Mon nez est un coureur de jupons, un frivole et désabusé cruzeur. Un frénétique nymphomane d’effluves, d’odeurs. Mes narines, dévergondées, s’offrent systématiquement comme réceptacle à tout ce qui passe, tout ce qui se sent. Un morceau de carton humide, une plante d’un vert étrange, un textile, une cire colorée, la chair d’un fruit, sa pelure, un chandail neuf, une serviette froide, une serviette chaude (immense différence), un pelage. Peu importe. Chaque chose qui est à distance raisonnable de mon nez, je le sens, je le hume, je l’analyse olfactivement.
Le monde des odeurs est le plus riche, le plus varié. Chaque note se détache, s’attarde dans mes narines. L’odeur fromagère, crémeuse et amère d’une sauce alfredo. L’odeur foncée, profonde et acidulée d’une fraise, d’une framboise. L’odeur verte et saline d’un maillot de bain séché au soleil. L’odeur folle et essoufflée de mon clavier d’ordinateur.
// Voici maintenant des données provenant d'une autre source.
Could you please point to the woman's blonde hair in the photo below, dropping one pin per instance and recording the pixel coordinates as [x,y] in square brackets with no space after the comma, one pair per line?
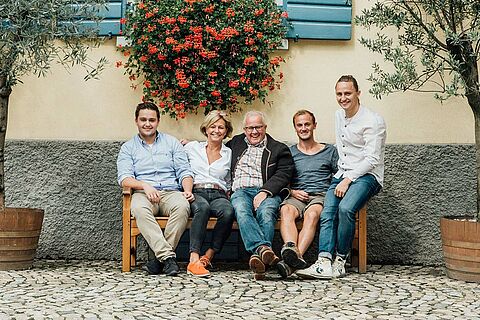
[214,116]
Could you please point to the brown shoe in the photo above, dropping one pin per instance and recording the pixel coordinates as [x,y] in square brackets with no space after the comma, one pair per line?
[291,255]
[257,266]
[267,255]
[206,262]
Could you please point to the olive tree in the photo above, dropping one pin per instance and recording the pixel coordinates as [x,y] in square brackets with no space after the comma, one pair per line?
[433,46]
[33,35]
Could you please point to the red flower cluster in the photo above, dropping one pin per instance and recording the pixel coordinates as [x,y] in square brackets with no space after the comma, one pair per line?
[203,54]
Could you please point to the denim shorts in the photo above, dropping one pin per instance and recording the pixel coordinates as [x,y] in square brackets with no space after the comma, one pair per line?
[318,198]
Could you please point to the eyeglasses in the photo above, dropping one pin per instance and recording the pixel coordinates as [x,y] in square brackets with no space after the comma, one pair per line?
[219,113]
[252,128]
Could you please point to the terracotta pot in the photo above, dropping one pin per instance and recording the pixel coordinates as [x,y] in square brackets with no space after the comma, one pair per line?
[19,233]
[461,247]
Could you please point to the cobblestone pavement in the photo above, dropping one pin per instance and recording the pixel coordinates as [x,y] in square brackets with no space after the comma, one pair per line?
[98,290]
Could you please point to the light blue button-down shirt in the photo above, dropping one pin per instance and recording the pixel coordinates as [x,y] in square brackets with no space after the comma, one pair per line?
[163,165]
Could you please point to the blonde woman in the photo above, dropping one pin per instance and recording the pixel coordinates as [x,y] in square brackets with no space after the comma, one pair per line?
[210,162]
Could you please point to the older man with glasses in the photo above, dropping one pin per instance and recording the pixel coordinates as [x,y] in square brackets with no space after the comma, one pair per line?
[262,168]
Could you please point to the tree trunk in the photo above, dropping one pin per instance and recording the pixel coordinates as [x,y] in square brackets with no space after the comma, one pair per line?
[463,52]
[5,91]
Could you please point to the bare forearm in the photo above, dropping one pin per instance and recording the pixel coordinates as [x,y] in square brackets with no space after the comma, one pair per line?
[133,183]
[187,184]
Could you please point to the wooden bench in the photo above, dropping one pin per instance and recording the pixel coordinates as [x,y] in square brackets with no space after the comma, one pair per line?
[130,233]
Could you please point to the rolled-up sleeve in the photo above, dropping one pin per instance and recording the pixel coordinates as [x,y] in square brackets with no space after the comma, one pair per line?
[125,167]
[180,161]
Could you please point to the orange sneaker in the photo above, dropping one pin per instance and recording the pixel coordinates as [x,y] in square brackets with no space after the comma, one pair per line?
[205,262]
[197,269]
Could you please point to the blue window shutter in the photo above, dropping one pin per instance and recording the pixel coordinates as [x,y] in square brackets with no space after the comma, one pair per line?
[319,19]
[110,25]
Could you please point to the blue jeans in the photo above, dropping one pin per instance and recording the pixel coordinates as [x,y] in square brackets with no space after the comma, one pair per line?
[256,227]
[337,221]
[210,202]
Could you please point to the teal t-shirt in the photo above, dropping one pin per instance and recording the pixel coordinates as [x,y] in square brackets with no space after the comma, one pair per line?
[313,173]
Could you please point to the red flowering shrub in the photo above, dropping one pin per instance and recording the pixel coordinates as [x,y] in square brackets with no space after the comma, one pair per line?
[199,55]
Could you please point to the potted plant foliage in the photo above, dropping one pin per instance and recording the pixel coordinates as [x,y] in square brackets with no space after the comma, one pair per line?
[436,43]
[33,34]
[200,55]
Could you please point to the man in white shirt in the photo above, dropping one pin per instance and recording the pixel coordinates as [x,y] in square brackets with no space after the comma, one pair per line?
[360,139]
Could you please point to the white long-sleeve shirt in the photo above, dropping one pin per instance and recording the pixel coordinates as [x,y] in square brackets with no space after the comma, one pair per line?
[361,144]
[217,172]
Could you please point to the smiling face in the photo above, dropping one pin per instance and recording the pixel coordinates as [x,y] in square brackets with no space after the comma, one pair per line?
[348,98]
[147,123]
[304,126]
[216,132]
[255,129]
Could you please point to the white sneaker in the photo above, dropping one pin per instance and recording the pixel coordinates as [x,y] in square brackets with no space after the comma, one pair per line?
[321,269]
[338,267]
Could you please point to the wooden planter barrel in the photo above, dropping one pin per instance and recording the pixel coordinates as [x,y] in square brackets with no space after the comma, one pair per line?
[19,233]
[461,248]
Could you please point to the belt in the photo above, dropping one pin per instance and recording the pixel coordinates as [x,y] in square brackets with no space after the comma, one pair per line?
[206,186]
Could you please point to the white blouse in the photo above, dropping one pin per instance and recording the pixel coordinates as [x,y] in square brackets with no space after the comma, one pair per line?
[217,172]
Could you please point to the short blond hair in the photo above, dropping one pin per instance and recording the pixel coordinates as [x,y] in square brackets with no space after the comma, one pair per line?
[214,116]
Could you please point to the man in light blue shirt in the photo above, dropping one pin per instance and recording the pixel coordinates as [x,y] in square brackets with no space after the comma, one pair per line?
[156,167]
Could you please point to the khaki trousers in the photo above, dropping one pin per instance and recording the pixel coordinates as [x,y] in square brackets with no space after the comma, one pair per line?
[172,204]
J’aime le sucré, le salé. L’acide, l’amer. Le tonka, le Grenoble. J’aime l’odeur franche, blanche et fruitée d’une brise, d’une tempête. J’aime l’odeur plastique et chauffée d’un DVD, fraîchement extrait du lecteur. J’aime l’odeur du froid, du frimas sur la vitre d’une voiture rouillée. J’aime l’odeur d’un baiser sur le nez, d’un baiser sur la joue. J’aime l’odeur poussiéreuse de ma peau, le matin. J’aime l’odeur d’une ampoule fraîchement brûlée. L’odeur du satin froid. L’odeur du métal oxydé. L’odeur de l’eau d’un bain rempli d’eau, et oublié.
J’aime sentir le monde, le mettre à mes narines, et le juger.